この数倍は撮りたかったのですが、とりあえずテストをするにはなんとかなるでしょう。PixInsightによるナローバンドの合成方法は、次のサイトを参考にしました。
https://www.lightvortexastronomy.com/tutorial-narrowband-hubble-palette.html

まずはそれぞれの波長の、キャリブレーションとインテグレーションをし、背景の均一化、ノイズ削減、ストレッチまでしてしまいます。次がストレッチ後のHaOIIISIIの画像です。





これらをアラインメントし、明るさを整え、SHOパレット(R:SIIG:
HaB:OIII)で合成すると次のようになります。

Haが強いので、緑の画像になります。この緑を赤と青に換えると、次のようなほぼ最終画像なります。

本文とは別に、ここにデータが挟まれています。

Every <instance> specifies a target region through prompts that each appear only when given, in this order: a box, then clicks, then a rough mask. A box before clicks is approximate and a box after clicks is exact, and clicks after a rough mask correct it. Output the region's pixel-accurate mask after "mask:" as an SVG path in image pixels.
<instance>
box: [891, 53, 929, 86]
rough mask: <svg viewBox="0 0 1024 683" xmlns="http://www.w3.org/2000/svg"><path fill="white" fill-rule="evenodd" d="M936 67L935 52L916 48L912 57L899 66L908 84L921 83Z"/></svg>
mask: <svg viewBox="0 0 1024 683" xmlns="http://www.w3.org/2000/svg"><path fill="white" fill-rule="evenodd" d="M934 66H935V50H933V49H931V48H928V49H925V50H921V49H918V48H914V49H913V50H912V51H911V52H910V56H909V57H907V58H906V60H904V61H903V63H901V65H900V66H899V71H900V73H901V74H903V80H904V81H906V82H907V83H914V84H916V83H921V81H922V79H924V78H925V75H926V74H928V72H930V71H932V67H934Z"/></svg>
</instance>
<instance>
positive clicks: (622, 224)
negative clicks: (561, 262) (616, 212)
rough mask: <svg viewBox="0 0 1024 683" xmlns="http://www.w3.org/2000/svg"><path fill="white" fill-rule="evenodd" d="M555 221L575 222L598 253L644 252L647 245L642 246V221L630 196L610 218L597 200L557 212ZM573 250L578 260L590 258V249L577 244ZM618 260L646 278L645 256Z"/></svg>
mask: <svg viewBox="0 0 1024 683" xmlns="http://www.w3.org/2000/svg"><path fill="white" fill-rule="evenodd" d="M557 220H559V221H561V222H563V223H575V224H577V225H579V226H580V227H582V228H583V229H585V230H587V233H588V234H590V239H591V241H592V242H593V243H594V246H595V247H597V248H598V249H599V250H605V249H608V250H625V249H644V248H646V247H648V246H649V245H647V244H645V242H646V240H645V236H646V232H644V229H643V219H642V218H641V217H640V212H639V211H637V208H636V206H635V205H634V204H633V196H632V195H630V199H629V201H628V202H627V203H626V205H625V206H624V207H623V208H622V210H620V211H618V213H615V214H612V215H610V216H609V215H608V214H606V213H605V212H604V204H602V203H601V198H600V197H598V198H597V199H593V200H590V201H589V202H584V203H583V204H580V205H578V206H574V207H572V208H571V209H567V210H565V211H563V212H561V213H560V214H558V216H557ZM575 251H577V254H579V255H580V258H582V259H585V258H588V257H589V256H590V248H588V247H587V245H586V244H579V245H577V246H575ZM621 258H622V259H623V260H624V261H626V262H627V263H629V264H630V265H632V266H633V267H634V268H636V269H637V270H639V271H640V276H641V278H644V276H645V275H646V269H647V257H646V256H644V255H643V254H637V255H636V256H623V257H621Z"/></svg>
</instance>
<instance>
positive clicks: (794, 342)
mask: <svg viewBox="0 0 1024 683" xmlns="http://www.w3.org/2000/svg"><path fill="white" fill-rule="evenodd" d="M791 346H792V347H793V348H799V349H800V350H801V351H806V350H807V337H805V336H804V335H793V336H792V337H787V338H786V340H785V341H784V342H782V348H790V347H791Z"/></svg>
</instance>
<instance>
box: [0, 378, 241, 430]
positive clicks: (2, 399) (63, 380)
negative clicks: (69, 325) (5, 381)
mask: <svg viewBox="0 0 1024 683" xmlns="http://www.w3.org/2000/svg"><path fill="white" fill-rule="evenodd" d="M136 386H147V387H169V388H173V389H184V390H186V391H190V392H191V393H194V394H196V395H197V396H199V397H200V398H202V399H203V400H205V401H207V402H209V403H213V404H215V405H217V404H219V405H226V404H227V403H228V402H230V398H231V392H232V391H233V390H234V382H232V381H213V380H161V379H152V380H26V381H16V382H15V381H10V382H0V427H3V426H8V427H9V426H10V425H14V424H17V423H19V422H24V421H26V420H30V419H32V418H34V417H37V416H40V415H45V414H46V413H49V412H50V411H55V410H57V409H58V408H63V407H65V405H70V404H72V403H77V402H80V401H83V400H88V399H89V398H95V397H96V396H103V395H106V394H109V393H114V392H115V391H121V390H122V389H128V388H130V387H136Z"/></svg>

かなりの光害地で(Bortleclass8-9)、しかも低緯度の天体が、小口径の望遠鏡でそれほど時間を掛けなくても、入門用の赤道儀でも、結構写ることが分かりました。星像もそれほど肥大していないようですので、特に処理をしませんでした。

71FL+レデューサーによるM46・M47

昨日(24日)は曇り空で、はっきり見える星はシリウスだけでしたが、購入した71FLとレデューサーのセットを試してみました。同じとも座の、M46とM47星団です。雲で霞んでいるものを含めましたので、露光時間は70分取れました。


これから

ナローバンドの撮影には、最低でも10分の露光時間が必要だという話を聞いていましたし、カメラのピクセルサイズが小さいので、小口径のそれほど明るくない望遠鏡では撮影が難しいかもしれないと、内心ビクビクしていました。しかし実際にやってみると、入門用の安い機器でも、私のような素人であれば十分楽しめることが分かりました。

これからは、撮影時間を伸ばし、どこまで高品位な画像が得られるかを探っていきたいと思います。同時に、AZ-GTiとワンショットカラーカメラ(294MC)を持って外へ出て、ベランダからでは撮影できない天体を撮っていこうと考えています。